Peter picture Peter · Jun 14, 2012 · Viewed 7.3k times · Source

Suppose I want to add two buffers and store the result. Both buffers are already allocated 16byte aligned. I found two examples how to do that.

The first one is using _mm_load to read the data from the buffer into an SSE register, does the add operation and stores back to the result register. Until now I would have done it like that.

void _add( uint16_t * dst, uint16_t const * src, size_t n )
{
  for( uint16_t const * end( dst + n ); dst != end; dst+=8, src+=8 )
  {
    __m128i _s = _mm_load_si128( (__m128i*) src );
    __m128i _d = _mm_load_si128( (__m128i*) dst );

    _d = _mm_add_epi16( _d, _s );

    _mm_store_si128( (__m128i*) dst, _d );
  }
}

The second example just did the add operations directly on the memory addresses without load/store operation.

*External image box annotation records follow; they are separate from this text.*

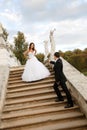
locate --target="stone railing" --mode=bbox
[0,65,9,119]
[62,58,87,117]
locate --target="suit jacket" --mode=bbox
[50,58,67,82]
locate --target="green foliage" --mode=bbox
[13,32,28,65]
[2,27,9,41]
[36,53,45,62]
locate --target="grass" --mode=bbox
[83,72,87,76]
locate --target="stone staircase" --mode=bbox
[0,67,87,130]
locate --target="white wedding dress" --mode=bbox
[22,52,50,82]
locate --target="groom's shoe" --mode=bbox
[64,104,73,108]
[55,98,64,102]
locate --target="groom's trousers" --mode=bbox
[53,81,73,105]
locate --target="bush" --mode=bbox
[36,53,45,62]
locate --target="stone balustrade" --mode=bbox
[0,64,9,120]
[62,58,87,117]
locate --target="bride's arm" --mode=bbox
[23,49,29,57]
[34,50,37,55]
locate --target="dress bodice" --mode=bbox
[28,52,34,59]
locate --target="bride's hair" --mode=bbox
[29,42,35,51]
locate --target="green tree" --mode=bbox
[13,31,28,65]
[2,27,9,41]
[36,53,45,62]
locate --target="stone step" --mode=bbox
[7,79,55,89]
[6,89,65,99]
[1,104,78,120]
[5,93,57,105]
[7,83,55,94]
[1,118,87,130]
[8,72,54,82]
[10,67,53,75]
[10,65,52,72]
[1,111,87,130]
[3,100,67,112]
[8,71,54,81]
[6,92,66,105]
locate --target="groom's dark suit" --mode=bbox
[50,58,73,106]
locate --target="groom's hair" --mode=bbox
[54,52,60,58]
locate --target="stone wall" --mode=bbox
[0,65,9,120]
[62,59,87,117]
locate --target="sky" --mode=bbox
[0,0,87,52]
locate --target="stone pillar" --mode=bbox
[0,23,21,67]
[44,40,49,60]
[49,29,55,60]
[0,23,5,46]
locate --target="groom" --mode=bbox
[50,52,73,108]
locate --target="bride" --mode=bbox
[22,43,50,82]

Both seam to work fine.

void _add( uint16_t * dst, uint16_t const * src, size_t n )
{
  for( uint16_t const * end( dst + n ); dst != end; dst+=8, src+=8 )
  {
    *(__m128i*) dst = _mm_add_epi16( *(__m128i*) dst, *(__m128i*) src );
  }
}

So the question is if the 2nd example is correct or may have any side effects and when to use load/store is mandatory.

Thanks.

Answer

Paul R picture Paul R · Jun 14, 2012

Both versions are fine - if you look at the generated code you will see that the second version still generates at least one load to a vector register, since PADDW (aka _mm_add_epi16) can only get its second argument directly from memory.

In practice most non-trivial SIMD code will do a lot more operations between loading and storing data than just a single add, so in general you probably want to load data initially to vector variables (registers) using _mm_load_XXX, perform all your SIMD operations on registers, then store the results back to memory via _mm_store_XXX.